In fact, Boeing has been doing exceptionally well lately, in financial terms: Its stock soared last year, and its chief executive, W. James McNerney Jr., reportedly received more than $27 million in total compensation in 2012, including a $4.4 million bonus for the company’s good performance.
The company’s very good health caught the attention of the union’s local leaders, who grumbled about them in their letter to members urging a “no” vote on the contract. Jake Rosenfeld, an associate professor of sociology at the University of Washington, agrees that there is a “disconnect” between the health of Boeing and the health of its workers. He views the disparity between Boeing’s prosperity and its wage-trimming and pension-cutting as a mark of a larger issue: the nation’s growing inequality.
While others might downplay the financial distress of Boeing machinists, many of whom reportedly earn about $70,000 a year before overtime pay, Rosenfeld disagrees. “These are the prototypical middle-class workers,” explained Rosenfeld, who is the author of an upcoming book, What Unions No Longer Do. Protecting these workers’ access to middle-class jobs and pensions, he suggested, is just as important to combating inequality as boosting the pay of low-wage workers.

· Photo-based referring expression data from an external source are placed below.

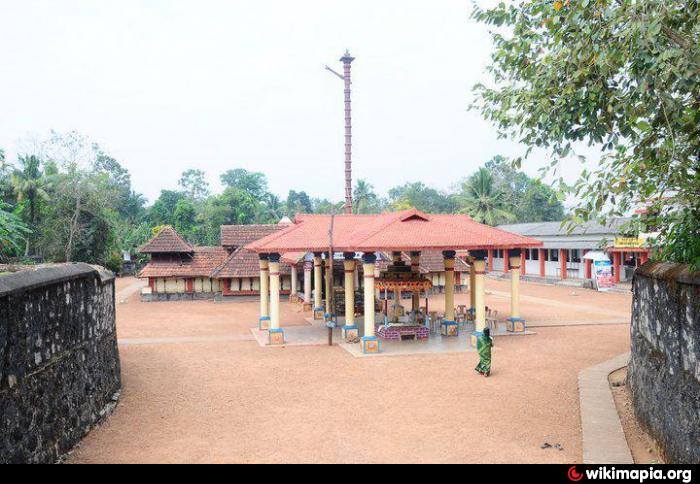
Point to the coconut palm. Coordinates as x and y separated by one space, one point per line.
481 200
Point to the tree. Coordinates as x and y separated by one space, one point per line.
619 75
194 184
162 212
298 202
13 232
252 183
531 200
418 195
482 201
365 200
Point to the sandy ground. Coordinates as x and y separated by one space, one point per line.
644 449
228 400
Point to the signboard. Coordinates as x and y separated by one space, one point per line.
603 275
629 242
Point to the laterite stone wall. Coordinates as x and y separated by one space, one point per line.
59 362
664 371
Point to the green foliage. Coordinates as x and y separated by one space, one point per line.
483 201
13 233
618 75
529 200
194 184
365 200
418 195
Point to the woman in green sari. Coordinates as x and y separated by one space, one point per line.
483 345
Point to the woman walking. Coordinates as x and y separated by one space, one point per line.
483 345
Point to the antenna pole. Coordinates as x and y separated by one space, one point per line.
347 60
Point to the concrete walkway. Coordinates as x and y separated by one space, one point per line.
603 438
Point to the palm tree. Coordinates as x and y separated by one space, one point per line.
364 198
28 184
482 201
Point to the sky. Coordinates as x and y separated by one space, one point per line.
168 85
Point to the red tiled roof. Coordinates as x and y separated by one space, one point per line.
240 235
166 241
200 264
407 230
433 261
242 263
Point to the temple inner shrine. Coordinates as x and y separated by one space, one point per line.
361 239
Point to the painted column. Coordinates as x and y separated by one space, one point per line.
543 262
588 272
515 322
562 263
276 334
293 293
308 269
370 343
415 269
264 323
350 330
480 292
318 286
329 285
472 286
449 326
617 256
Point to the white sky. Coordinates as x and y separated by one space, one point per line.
169 85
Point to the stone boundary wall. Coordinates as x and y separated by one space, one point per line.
664 371
59 362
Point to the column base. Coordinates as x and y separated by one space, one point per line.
371 345
515 325
475 336
276 337
449 328
351 332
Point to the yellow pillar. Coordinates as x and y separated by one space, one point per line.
415 268
472 283
329 282
515 322
264 322
308 268
293 292
350 330
480 295
276 334
318 286
449 326
370 343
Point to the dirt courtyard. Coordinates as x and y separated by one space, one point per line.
198 388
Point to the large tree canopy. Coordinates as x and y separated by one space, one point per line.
620 75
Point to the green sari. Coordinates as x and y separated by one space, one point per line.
483 345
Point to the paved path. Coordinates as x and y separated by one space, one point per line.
603 438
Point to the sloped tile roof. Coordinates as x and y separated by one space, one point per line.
167 241
201 263
236 236
242 263
407 230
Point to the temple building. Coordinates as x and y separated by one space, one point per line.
561 256
361 239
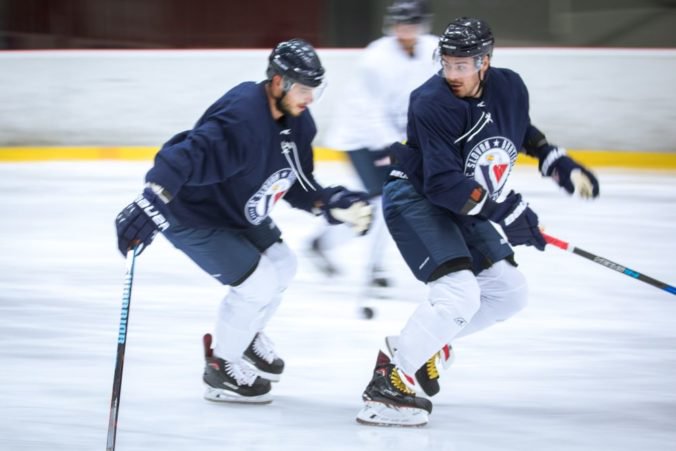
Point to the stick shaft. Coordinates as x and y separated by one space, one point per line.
121 346
608 264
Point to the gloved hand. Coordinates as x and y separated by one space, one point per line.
140 221
518 221
569 174
351 207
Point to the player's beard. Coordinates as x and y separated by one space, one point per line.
282 106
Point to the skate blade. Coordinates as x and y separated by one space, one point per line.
220 395
379 414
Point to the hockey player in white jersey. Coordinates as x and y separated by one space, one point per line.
373 115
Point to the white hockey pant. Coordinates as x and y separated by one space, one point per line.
248 307
459 304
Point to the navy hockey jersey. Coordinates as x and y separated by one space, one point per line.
456 144
238 162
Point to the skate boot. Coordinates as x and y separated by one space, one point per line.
263 359
232 381
389 402
427 376
321 260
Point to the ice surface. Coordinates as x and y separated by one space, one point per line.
589 365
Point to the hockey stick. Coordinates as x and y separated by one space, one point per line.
608 264
121 346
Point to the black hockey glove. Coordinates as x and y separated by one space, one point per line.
341 205
517 220
570 175
140 221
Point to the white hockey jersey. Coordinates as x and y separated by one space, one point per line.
373 109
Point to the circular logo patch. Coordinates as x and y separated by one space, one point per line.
490 163
259 206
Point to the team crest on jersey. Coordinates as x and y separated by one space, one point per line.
259 206
490 163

By contrast, Jack VanDerhei, research director for the Employee Benefit Research Institute (EBRI), which considers itself a nonpartisan group, views Boeing’s shift to defined-contribution pensions as part of a steady trend by businesses. For today’s workers, he says, the concept of a pension guaranteed after years on the job with one employer may no longer apply. Nowadays workers go from job to job, moving on after a few years. Likewise, companies have been increasingly loath to support such pensions because of accounting requirements, he said. (Under government rules, companies must set aside money for the pension funds, insure them and then keep them at the needed levels amid stock market and interest rate changes.)
Nor is he convinced that the worker-driven pension plans are as flawed as some claim. Workers who regularly contribute to their pensions and do not face disastrous stock market upheavals, can “wind up with the same or more” come retirement, he said.
But Leon Grunberg, a professor at the University of Puget Sound and the author of the 2010 book, Turbulence: Boeing and the State of American Workers and Managers, sees Boeing’s move as just the opposite of good business strategy.
Most business theory says that “you need a happy, well-committed workplace to have high profits,” explained Grunberg, whose book charts the lives of a large number of Boeing workers over the years.
And his study of the Boeing workers showed that “clearly the Boeing workforce is very unhappy,” he said. “But the shareholders, executives and stock analysts think things are doing well.”
For many Boeing workers and their supporters, however, the new Boeing contract boils down to something more simple: that uncertain futures have become a fact of life for US workers.